After reading certain fiction about the American Revolution of late, one might carry away the impression that it was sponsored and approved of chiefly by a runaway rabble. I like to recall my friend’s grandmother’s eyewitness narrative as a mild antidote. Oral tradition, to be sure; but the fact remains that the street where my friend’s grandmother lived in Philadelphia was not inhabited by anybody’s ‘rabble.’

V

‘From generation to generation’ is a stately and noble phrase, and down those flights of stairs go bands of angels and devils forevermore. Our great ambition, as we find ourselves nearing the top, can be to send rolling dowm as few devilish remarks as possible on the heads of those who follow us. This does not mean that we must make our talk too tame. I love to think of a statement that an agile octogenarian made one day to a persistent young agent who was trying to sell him something on the installment plan. ‘No, my boy,’ said the benignant sage, who calls himself ‘The Patriarch.’ ‘I am not going to buy it, not even to please you. Economy is my motto for this century.’

And I like to think also of the time when my husband’s mother was having her eightieth birthday, which the family celebrated at our traditional ‘Lobster Festival’ on Cape Cod. After a great many lobsters had been engulfed, there was a call for speeches, and my husband, the eldest son of the family, was put up as opening speaker. He bowed to his mother and began in the style of a toast — ‘To a Lady of Eighty Springs’ — when his sister jumped up beside him and amended his statement. ‘You mean,’ she told him, ‘a Lady of Eighty Inner Springs!’

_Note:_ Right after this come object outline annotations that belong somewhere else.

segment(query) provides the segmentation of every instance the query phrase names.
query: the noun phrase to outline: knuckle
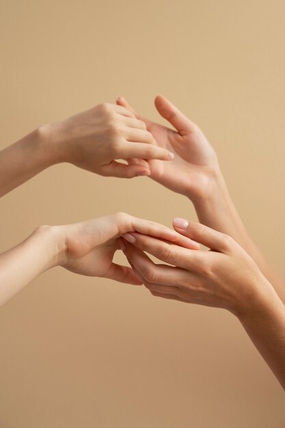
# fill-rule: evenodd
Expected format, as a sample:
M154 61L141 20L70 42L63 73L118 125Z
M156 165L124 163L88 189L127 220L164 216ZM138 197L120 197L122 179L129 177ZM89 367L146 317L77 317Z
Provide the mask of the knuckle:
M204 224L202 224L201 223L196 223L195 224L195 231L199 235L203 235L204 233L205 233L206 226L204 226Z
M110 135L112 137L118 137L122 134L122 129L120 125L116 121L112 121L109 124Z
M141 126L142 129L146 129L146 125L144 123L144 122L143 122L143 120L139 120L139 124Z
M221 239L223 242L223 244L227 248L231 247L234 241L232 237L230 237L229 235L226 235L226 233L222 234Z
M172 250L170 245L165 244L163 245L159 252L159 257L166 263L170 263L172 260Z
M199 265L199 271L202 276L209 278L213 274L213 267L208 260L201 261Z
M154 267L148 267L144 272L144 277L146 280L146 282L153 284L157 280L157 273L154 270Z
M128 215L123 211L118 211L114 215L116 219L119 223L122 223L123 222L126 222L128 218Z
M156 150L153 147L153 146L149 146L148 147L146 148L145 153L146 153L146 156L148 158L154 157L156 155L156 152L157 152Z
M108 103L101 103L98 107L103 113L107 113L110 111L110 105Z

And all three generations assembled around the table voted that the last word on the subject had been said.

Just what was it that gave resilience to those eighty inner springs? I believe it was partly those traits we have been discussing: the gift for enhancing the contemporary moment; the gift of independent exploits and projects; the gift of discrimination; and the gift of recognizing in every generation something that is eternally ‘ours.’

Of course it may be objected that these are strong unselfish traits, difficult to foster if one is really very feeble or very ill. That is true in a way, but it is astonishing how a well-rooted trait of personal charm will last and last. The greatgrandmother of one of my friends, in her last illness, was visited just in time by the great-granddaughter whom she most intimately loved. Both grandmother and granddaughter were ladies of spicy speech. But the granddaughter was not feeling spicy just now. She leaned over tenderly and said simply, ‘How do you feel, Grandma?’ speaking softly into the very old lady’s ear.

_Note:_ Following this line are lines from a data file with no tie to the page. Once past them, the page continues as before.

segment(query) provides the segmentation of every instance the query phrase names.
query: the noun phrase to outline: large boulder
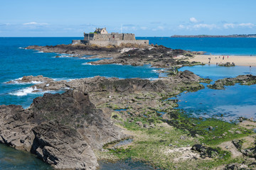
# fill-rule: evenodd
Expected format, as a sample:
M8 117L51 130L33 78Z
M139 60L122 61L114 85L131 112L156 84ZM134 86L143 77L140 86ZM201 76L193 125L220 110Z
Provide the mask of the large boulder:
M0 106L0 142L30 151L55 169L96 169L94 149L124 136L81 91L45 94L31 107Z

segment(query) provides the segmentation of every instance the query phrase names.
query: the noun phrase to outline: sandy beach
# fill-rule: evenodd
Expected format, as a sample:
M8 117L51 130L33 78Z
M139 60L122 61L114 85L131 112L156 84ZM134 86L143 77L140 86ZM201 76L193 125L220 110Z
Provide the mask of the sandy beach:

The great-grandmother, who had not spoken for days, recognized the dear voice, braced herself valiantly for the effort, raised one eyelid and looked out knowingly at her great-granddaughter who was also her friend. Then she spoke confidentially, with something of her old astringent manner of crisp rejoinder. ‘My cap’s on crooked and I feel bad other ways,’ said she — and died.

Feminine and fastidious to the last breath, she wished to register in no uncertain terms that a lady can ‘feel bad’ not only in her circulatory system but also in the dislocation of her cap.

Yes, I think I have been fortunate in my old ladies, and in my old gentlemen as well. I think it is one of the needless afflictions of age to find itself so often depicted as obnoxious in modern literature. Old age need not be obnoxious; that we know. And every fine character who with consummate skill makes life rich, even after its own natural enrichments have departed from this earth, deserves our humble gratitude and our praise. Let us now praise men and women who had lived, deeply lived, to be old. They shall have our proud love from generation to generation, even unto the end of the world.